I’m a mom, writer, gamer, lawyer, reader, runner, traveler, and enjoyer of life, literature, art, music, thought and kindness, in no particular order. I write fantasy and science fiction under the name J. J. Roth.

Personal biases: I drink tea without additives. If a tea needs milk or sugar to improve its flavor, its unlikely I’ll rate it high. The exception is chai, which I drink with milk/sugar or substitute. Rooibos and honeybush were my gateway drugs, but as my tastes developed they became less appealing — I still enjoy nicely done blends. I do not mix well with tulsi or yerba mate, and savory teas are more often a miss than a hit with me.
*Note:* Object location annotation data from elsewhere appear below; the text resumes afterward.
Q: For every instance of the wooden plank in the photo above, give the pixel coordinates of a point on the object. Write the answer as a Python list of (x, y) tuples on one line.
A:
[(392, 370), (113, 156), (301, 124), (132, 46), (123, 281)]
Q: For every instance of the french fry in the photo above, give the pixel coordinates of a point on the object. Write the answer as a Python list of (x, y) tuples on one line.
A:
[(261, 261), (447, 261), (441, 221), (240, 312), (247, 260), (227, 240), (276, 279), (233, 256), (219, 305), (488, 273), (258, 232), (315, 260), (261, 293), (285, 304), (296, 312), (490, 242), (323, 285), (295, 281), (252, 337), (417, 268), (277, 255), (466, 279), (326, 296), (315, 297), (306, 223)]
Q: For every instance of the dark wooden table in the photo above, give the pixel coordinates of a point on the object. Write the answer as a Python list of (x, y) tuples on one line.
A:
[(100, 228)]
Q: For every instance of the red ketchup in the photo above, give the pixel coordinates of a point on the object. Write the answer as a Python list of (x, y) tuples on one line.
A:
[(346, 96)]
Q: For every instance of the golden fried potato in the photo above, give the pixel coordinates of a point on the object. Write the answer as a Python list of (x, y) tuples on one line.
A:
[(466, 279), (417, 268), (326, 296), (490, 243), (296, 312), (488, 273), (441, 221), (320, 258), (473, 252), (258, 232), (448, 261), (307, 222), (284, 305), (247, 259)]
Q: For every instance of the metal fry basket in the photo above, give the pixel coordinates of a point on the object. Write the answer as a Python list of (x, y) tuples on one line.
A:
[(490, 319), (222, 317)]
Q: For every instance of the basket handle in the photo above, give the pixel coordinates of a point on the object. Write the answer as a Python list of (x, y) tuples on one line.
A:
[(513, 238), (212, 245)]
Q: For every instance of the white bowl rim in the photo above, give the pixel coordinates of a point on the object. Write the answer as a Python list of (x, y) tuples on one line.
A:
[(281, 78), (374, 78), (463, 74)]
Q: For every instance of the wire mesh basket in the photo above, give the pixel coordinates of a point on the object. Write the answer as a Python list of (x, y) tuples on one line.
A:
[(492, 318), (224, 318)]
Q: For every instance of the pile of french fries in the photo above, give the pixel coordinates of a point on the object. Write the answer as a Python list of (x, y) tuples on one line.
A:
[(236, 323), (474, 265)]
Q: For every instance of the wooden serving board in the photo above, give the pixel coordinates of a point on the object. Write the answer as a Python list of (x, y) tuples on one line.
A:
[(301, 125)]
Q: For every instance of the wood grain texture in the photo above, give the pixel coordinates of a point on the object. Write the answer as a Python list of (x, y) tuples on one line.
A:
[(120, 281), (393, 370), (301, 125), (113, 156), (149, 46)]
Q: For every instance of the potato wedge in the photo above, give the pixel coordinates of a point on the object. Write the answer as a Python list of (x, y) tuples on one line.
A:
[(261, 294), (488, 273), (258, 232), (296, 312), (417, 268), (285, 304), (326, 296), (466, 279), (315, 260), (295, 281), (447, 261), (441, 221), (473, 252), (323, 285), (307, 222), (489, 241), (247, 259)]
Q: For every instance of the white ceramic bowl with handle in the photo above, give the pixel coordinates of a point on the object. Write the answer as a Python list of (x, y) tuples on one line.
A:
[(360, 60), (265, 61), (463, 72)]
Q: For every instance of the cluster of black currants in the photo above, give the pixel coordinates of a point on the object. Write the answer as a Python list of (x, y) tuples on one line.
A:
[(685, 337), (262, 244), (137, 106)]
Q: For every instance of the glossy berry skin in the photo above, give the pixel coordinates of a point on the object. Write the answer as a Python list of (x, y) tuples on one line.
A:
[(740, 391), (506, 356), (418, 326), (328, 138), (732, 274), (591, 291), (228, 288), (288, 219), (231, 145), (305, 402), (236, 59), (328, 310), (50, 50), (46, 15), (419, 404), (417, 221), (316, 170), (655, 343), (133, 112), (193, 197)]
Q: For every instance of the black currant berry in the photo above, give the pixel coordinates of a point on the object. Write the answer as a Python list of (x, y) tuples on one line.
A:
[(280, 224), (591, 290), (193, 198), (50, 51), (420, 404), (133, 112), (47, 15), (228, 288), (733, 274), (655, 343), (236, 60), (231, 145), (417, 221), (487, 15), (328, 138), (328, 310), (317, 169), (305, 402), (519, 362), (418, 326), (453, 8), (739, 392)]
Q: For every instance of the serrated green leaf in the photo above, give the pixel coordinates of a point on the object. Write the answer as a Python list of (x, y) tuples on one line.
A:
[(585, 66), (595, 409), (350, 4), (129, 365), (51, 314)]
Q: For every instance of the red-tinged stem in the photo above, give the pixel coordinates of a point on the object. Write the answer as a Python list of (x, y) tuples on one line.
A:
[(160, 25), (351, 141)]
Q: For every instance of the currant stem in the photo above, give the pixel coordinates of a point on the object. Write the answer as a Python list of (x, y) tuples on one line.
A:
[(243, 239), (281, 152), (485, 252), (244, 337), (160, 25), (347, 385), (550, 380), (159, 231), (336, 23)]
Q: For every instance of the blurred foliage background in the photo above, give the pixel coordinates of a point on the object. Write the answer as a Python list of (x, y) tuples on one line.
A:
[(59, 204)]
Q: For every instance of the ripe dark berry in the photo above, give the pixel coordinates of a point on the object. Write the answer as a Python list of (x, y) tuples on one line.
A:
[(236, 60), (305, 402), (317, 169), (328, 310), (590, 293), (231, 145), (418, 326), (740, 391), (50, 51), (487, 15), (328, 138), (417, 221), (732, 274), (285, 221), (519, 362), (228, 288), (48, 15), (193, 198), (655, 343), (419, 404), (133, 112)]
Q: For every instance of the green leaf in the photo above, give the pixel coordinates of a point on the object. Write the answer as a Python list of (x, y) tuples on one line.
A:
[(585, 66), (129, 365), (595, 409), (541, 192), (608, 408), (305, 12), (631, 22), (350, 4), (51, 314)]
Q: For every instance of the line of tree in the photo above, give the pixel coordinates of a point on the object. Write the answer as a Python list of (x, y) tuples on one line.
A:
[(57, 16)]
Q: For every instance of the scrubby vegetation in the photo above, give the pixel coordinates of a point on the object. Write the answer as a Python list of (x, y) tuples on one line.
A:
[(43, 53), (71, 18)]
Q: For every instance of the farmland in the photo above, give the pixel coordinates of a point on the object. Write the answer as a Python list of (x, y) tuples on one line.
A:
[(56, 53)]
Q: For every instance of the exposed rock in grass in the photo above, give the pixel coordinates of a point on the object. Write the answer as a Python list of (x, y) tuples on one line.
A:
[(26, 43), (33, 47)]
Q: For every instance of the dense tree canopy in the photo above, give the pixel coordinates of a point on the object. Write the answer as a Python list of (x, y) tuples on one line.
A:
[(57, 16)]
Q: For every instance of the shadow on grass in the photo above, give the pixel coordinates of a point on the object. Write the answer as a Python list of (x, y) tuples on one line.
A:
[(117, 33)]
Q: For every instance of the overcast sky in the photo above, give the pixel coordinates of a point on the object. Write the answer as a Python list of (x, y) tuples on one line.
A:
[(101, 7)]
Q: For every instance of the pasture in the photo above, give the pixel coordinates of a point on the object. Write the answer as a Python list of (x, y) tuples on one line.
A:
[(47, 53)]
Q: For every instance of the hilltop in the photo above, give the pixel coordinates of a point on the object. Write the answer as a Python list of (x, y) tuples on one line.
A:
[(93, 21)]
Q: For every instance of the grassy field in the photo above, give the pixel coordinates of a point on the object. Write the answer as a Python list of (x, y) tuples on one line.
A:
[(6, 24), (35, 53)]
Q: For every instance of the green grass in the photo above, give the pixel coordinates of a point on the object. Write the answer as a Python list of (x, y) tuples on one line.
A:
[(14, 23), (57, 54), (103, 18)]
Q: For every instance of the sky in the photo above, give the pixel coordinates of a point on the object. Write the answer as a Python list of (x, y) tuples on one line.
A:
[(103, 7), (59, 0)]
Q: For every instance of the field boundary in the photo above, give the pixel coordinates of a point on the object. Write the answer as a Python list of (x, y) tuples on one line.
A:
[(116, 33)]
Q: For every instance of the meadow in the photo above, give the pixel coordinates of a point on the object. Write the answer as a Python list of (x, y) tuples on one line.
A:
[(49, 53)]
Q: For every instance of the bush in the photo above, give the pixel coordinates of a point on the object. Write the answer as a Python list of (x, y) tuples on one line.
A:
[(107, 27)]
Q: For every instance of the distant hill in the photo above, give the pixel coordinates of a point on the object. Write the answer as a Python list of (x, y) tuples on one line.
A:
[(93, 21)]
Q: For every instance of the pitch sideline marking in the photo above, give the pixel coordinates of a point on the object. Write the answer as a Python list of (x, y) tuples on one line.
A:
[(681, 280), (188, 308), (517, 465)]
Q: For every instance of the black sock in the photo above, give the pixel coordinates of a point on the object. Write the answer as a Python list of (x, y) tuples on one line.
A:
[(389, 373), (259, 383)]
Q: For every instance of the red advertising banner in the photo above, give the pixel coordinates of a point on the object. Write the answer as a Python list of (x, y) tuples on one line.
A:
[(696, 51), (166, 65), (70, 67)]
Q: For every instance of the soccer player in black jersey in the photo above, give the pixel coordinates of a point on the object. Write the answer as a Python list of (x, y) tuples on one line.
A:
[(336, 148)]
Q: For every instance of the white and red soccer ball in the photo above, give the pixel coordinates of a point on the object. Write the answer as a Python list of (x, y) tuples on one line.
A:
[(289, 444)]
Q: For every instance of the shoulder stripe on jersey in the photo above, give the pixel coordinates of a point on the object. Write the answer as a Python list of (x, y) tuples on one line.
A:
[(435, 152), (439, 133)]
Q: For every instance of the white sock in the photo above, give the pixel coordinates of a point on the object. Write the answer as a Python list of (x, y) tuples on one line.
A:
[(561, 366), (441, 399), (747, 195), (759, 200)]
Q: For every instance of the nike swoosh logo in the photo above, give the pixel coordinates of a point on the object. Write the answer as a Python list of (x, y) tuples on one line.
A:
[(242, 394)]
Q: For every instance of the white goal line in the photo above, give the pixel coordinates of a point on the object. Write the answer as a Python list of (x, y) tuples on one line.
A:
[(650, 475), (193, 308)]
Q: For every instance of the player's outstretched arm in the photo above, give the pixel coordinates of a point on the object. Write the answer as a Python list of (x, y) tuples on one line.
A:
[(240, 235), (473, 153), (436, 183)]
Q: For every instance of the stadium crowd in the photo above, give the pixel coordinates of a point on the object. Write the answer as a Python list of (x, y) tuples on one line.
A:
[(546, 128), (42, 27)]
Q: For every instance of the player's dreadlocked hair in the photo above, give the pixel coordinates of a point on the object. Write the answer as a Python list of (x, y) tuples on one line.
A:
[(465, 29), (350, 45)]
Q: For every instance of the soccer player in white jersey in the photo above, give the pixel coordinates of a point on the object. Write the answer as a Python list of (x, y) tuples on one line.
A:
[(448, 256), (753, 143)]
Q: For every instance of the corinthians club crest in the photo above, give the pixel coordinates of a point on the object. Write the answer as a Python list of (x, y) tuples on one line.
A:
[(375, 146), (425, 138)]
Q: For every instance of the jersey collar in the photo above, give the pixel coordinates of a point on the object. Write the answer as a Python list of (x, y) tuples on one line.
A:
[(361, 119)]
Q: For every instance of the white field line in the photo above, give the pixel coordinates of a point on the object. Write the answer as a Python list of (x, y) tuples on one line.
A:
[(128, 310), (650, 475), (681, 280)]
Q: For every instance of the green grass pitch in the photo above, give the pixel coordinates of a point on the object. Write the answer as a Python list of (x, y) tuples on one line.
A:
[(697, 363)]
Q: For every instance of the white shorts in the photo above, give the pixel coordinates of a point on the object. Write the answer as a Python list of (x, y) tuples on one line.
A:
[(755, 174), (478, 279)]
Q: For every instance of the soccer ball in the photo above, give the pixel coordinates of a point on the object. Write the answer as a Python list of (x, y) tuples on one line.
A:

I used to hate hibiscus, but I’ve turned that corner. Licorice, not so much.

Since I find others’ rating legends helpful, I added my own. But I don’t really find myself hating most things I try.

I try to rate teas in relation to others of the same type, for example, Earl Greys against other Earl Greys. But if a tea rates very high with me, it’s a stand out against all other teas I’ve tried.

95-100 A once in a lifetime experience; the best there is

90-94 Excellent; first rate; top notch; really terrific; will definitely buy more

80-89 Very good; will likely buy more

70-79 Good; would enjoy again, might buy again

60-69 Okay; wouldn’t pass up if offered, but likely won’t buy again

Below 60 Meh, so-so, iffy, or ick. The lower the number, the closer to ick.

I don’t swap. It’s nothing personal, it’s just that I have way more tea than any one person needs and am not lacking for new things to try. Also, I have way too much going on already in daily life and the additional commitment to get packages to people adds to my already high stress level. (Maybe it shouldn’t, but it does.)

That said, I enjoy reading folks’ notes, talking about what I drink, and getting to “know” people virtually here on Steepster so I can get ideas of other things I might want to try if I can ever again justify buying more tea. I also like keeping track of what I drink and what I thought about it.